An isoperimetric estimate and W\(^{1,p}\)-quasiconvexity in nonlinear elasticity

Abstract.

A class of stored energy densities that includes functions of the form \(W(\vec F) = a|\vec F|^p + g(\vec F,{\rm adj}\vec F) +h({\rm det} \vec F)\) with \(a>0\), g and h convex and smooth, and \(2<p<3\) is considered. The main result shows that for each such W in this class there is a \(k>0\) such that, if a 3 by 3 matrix \(\vec F_0\) satisfies \(h'({\rm det} \vec F_0) |\vec F_0|^{3-p} \le k\), then W is \(W^{1,p}\)-quasiconvex at \(\vec F_0\) on the restricted set of deformations \(\vec u\) that satisfy condition (INV) and \({\rm det} \nabla\vec u >0\) a.e. (and hence that are one-to-one a.e.).
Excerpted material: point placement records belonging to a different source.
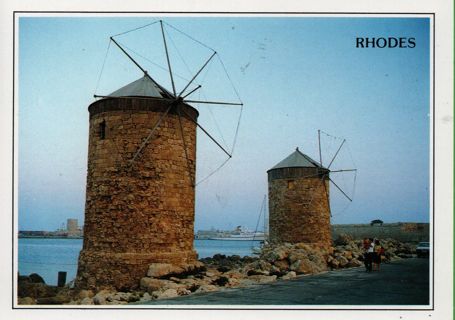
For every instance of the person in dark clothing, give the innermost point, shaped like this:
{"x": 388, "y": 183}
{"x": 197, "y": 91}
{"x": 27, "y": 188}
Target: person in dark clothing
{"x": 368, "y": 253}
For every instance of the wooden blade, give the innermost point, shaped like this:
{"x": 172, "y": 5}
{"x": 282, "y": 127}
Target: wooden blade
{"x": 340, "y": 190}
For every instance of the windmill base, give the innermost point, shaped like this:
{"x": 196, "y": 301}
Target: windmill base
{"x": 123, "y": 271}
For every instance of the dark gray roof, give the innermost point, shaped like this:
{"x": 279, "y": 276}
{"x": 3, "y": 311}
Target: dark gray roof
{"x": 297, "y": 159}
{"x": 143, "y": 87}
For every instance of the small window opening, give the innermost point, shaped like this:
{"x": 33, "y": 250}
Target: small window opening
{"x": 290, "y": 184}
{"x": 103, "y": 129}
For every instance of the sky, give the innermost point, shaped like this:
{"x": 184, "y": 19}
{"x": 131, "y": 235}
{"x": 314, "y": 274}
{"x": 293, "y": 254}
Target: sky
{"x": 294, "y": 75}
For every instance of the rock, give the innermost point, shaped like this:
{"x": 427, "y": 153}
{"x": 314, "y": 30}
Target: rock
{"x": 166, "y": 294}
{"x": 296, "y": 256}
{"x": 52, "y": 300}
{"x": 283, "y": 265}
{"x": 84, "y": 294}
{"x": 343, "y": 261}
{"x": 289, "y": 275}
{"x": 354, "y": 263}
{"x": 255, "y": 272}
{"x": 182, "y": 291}
{"x": 223, "y": 268}
{"x": 347, "y": 254}
{"x": 233, "y": 282}
{"x": 307, "y": 266}
{"x": 247, "y": 282}
{"x": 275, "y": 254}
{"x": 26, "y": 301}
{"x": 121, "y": 296}
{"x": 158, "y": 270}
{"x": 35, "y": 290}
{"x": 221, "y": 281}
{"x": 102, "y": 297}
{"x": 146, "y": 297}
{"x": 234, "y": 274}
{"x": 259, "y": 267}
{"x": 207, "y": 288}
{"x": 36, "y": 278}
{"x": 334, "y": 263}
{"x": 342, "y": 239}
{"x": 87, "y": 301}
{"x": 212, "y": 273}
{"x": 219, "y": 257}
{"x": 262, "y": 278}
{"x": 151, "y": 284}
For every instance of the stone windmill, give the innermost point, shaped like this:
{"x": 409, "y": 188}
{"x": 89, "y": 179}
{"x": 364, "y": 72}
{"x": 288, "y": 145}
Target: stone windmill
{"x": 299, "y": 202}
{"x": 140, "y": 193}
Condition (INV) is (essentially) the requirement that \(\vec u\) be monotone in the sense of Lebesgue and that holes created in one part of the material not be filled by material from other parts. The key ingredient in the proof is an isoperimetric estimate that bounds the integral of the difference of the Jacobians of \(\vec F_0\vec x\) and \(\vec u\) by the \(L^p\)-norm of the difference of their gradients. These results have application to the determination of lower bounds on critical cavitation loads in elastic solids.